Les membres du bureau du Cnt oublient que l’Union européen reste jusqu’aujourd’hui le principal bailleur de la RCA, et que Guy Samzun a remporté la victoire dans un bras-de-fer entre lui et le pasteur Josué Binoua, ministre de l’administration du territoire sous le régime de François Bozizé. Le bal est ouvert et seul l’avenir nous dira qui triomphera.
Pour l'UE, «beaucoup reste à faire» pour assurer la transition en Centrafrique
Agence France-Presse BANGUI 5 juin 2013 à 18h22
Le délégué de l'Union Européenne en Centrafrique, Guy Samzun, a déclaré que «beaucoup de choses restent à faire» pour assurer la transition en Centrafrique après la prise du pouvoir par la rébellion Séléka fin mars, notamment revoter le bureau du Conseil national de transition (CNT).
L'instauration d'un CNT, parlement transitoire en Centrafrique, était l'une des recommandations du sommet des chefs d'État d'Afrique centrale réunis à N'Djamena le 3 avril pour normaliser la situation institutionnelle après la victoire militaire de la coalition rebelle Séléka.
«Il y a encore beaucoup de choses qui restent à faire pour que les bases et les fondements de la transition soient posés» avant la fin de la période de transition qui doit durer 18 mois, a déclaré le délégué de l'Union européenne en Centrafrique, Guy Samzung, à l'issue de l'audience que lui a accordée le président Michel Djotodia mercredi.
«Aujourd'hui, tous ces fondements ne sont pas encore là.
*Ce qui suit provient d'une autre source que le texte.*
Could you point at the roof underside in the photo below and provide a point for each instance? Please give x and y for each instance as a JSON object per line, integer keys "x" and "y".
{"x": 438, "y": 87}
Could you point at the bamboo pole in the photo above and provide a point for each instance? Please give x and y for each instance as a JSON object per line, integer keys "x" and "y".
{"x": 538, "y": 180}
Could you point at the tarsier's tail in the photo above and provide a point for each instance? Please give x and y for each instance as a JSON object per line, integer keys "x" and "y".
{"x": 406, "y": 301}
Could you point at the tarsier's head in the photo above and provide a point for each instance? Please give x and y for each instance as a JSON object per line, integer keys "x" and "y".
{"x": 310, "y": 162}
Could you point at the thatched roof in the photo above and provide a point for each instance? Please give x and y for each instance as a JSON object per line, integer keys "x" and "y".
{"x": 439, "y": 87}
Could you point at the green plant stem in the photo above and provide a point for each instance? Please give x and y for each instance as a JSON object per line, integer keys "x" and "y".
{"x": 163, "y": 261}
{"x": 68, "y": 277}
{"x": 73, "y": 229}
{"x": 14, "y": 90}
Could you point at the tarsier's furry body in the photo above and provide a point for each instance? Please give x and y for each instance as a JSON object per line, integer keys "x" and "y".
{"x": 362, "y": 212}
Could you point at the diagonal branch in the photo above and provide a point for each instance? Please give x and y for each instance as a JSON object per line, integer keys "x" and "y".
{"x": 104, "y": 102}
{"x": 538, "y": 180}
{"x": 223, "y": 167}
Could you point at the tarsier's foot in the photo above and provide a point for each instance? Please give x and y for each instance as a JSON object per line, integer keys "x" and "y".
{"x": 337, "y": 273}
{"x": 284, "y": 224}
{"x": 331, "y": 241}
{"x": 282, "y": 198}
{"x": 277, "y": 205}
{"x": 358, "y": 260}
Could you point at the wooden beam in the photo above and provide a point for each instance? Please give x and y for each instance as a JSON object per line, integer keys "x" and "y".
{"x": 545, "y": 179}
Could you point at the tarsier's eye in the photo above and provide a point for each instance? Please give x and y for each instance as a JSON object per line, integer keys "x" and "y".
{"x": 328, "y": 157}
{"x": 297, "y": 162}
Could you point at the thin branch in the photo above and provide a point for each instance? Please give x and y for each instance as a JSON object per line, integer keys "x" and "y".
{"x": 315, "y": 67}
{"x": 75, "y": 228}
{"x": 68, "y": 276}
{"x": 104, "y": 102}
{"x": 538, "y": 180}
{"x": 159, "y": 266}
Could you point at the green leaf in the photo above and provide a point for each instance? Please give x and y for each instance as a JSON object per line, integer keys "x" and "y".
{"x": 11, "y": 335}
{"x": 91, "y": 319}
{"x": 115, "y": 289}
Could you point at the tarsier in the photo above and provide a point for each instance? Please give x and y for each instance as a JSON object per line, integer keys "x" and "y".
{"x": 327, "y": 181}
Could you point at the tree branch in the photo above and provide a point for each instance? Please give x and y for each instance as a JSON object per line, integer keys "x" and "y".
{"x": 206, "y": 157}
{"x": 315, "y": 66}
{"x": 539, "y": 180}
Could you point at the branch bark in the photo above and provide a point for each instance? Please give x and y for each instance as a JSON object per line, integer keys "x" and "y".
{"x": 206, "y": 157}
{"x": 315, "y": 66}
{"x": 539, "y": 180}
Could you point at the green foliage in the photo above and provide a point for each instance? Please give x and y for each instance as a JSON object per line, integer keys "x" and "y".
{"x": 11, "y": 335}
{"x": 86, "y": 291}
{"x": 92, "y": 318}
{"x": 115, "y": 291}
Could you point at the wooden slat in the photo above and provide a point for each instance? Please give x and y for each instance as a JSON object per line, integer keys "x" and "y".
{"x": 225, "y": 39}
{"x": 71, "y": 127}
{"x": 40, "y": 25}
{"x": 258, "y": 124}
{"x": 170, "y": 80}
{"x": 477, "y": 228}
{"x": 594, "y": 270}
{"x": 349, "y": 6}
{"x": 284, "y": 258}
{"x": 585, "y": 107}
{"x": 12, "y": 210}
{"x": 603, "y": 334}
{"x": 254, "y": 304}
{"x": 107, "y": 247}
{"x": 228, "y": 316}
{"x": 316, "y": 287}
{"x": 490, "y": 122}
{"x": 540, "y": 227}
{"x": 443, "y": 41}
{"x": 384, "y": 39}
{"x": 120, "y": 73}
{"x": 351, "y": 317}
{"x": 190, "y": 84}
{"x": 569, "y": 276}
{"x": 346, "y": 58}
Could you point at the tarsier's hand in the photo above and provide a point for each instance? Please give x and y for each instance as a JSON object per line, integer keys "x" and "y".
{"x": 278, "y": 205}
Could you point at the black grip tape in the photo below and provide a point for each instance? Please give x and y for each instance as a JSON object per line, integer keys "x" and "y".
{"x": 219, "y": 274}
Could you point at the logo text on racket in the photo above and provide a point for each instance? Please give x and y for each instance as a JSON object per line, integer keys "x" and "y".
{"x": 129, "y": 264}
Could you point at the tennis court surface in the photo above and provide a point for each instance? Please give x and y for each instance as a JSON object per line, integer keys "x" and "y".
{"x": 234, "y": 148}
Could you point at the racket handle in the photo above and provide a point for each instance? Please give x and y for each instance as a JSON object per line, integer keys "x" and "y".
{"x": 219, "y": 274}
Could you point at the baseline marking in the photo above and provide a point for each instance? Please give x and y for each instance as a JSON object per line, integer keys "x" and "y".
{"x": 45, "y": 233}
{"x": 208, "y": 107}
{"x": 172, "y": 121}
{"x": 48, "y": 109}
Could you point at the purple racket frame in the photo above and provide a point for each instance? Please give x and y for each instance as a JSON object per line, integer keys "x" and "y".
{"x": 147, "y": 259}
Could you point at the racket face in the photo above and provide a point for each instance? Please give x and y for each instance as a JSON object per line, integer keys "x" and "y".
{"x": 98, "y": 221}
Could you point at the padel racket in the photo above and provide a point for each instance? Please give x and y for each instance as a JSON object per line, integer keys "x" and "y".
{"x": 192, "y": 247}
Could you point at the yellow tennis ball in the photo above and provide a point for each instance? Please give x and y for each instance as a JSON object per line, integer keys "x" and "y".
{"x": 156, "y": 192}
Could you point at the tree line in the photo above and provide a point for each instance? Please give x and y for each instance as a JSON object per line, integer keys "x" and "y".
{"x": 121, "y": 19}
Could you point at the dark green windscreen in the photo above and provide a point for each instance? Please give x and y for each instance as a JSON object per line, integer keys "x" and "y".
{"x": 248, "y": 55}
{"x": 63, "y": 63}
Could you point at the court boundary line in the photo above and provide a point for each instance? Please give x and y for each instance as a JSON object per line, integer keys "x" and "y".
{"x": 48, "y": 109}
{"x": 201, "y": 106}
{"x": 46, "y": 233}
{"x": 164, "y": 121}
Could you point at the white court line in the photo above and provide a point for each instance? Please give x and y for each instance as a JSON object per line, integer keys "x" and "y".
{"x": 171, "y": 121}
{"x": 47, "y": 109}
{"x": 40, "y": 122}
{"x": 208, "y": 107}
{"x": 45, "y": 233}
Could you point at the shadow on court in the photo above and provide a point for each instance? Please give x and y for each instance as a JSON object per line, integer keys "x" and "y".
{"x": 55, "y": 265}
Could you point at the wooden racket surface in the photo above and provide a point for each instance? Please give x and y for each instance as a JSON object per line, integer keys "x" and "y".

Le CNT (organe législatif de la transition) a été élargi, c'est clair, mais nous considérons qu'il faut revoter le bureau», a déclaré le délégué de l'UE.
«Parce que quand on augmente de 25% le nombre de conseillers, je pense que ces conseillers doivent aussi élire un bureau», a-t-il précisé.»
Mi-mai, le CNT s'était élargi à 135 membres (contre 105 auparavant), parmi lesquels d'anciens proches du président déchu François Bozizé. Il était composé au départ de représentants du Séléka, de l'ancienne opposition à Bozizé, de partisans de l'ancien régime, ainsi que d'anciens rebelles et personnalités de la société civile.
Le CNT n'a pas tardé à réagir: «le bureau du CNT a été mis en place par un vote libre, à l'unanimité des conseillers, et il n'y a eu aucune contestation», a déclaré vendredi Thierry Savonarole Maléyombo, directeur de cabinet du président du CNT.
«La question de la composition du bureau du CNT relève de la souveraineté de l'État centrafricain. Les relations entre la Centrafrique et l'Union Européenne, doivent placer au-dessus de tous les intérêts du peuple centrafricain » a ajouté un membre du CNT sous couvert de l'anonymat.
Le bureau du CNT, composé de six membres, est présidé par Alexandre-Ferdinand Nguendet, jugé très proche de Michel Djotodia par certains observateurs.
Le conseil doit notamment élaborer la Charte de la transition et adopter le projet d'ordonnance du Code électoral de la République centrafricaine.
«En ce qui concerne la sécurisation du pays, a poursuivi Guy Samzung, l'Union Européenne pourrait s'engager pour aider la RCA à sortir de l'état malheureux dans lequel elle se trouve. On est très conscient des difficultés et des enjeux que ça représente».
«On a une grosse mission qui va venir la semaine prochaine, et qui va analyser les aspects politiques, les aspects développement et stabilisation, et également les aspects militaires et sécurité», a-t-il ajouté.